My Column-Shail Agrawal/ Lekhni May-June 16

My column ‘A Asailor went to see sea sea
To see what he could see see
But all that he could see, see, see,
Was the deep blue Sea .Sea .Sea.’
Yes , sea seems only a vast span of water to bare eyes.
But there is lot more to its seamless depth than what meets our eyes, ask a marine, a scientist, a mystic, a poet,a painter, philosopher, even an ordinary sea lover visiting or having or strolling its shores!
Not only its beauty and mystery has fascinated us, explorers and pirates, both have returned to sea again and again to fathom it out .
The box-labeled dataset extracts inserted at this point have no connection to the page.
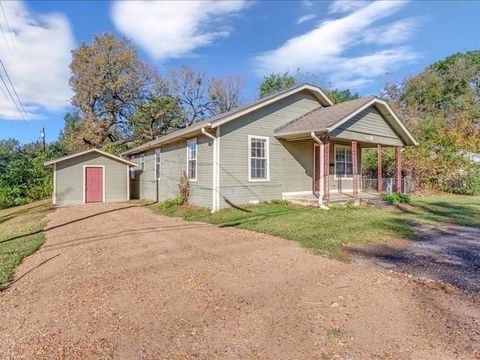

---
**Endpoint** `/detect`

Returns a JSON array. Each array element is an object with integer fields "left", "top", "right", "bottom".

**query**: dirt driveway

[
  {"left": 351, "top": 225, "right": 480, "bottom": 293},
  {"left": 0, "top": 204, "right": 480, "bottom": 359}
]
The sea seems infinite and timeless !
Perhaps the most astonishing thing upon entering the ocean is; that it is not just a place filled with rocks and water only. It is like a soup, a special kind of minestrone, where the bits and pieces are alive and wandering! These “Living fossils” are everywhere. Nearly all of the thirty-three major divisions of animals and a dozen broad categories of plants and other organisms that have existed for hundreds of millions of years are at least partially represented there; only about half of them are terrestrial.
In our long relationship with sea we have only surfed and cruised on its waves. Earth’s oceans still remain largely unexplored. We have barely begun to imagine the energy potential of harnessing the waves, the healing powers of marine bacteria or the sustainable possibility of feeding the world’s hungry through algae. Really a wonderful food bowl with its fishes, crabs, oysters etc.Sea is a treasure trove and valuable sustaining resource. Apart from sustaining earth, the ocean’s greatest gift may well be the Earth’s history captured in so many forms – from the remains of a shipwreck to the yearly bands of a coral reef.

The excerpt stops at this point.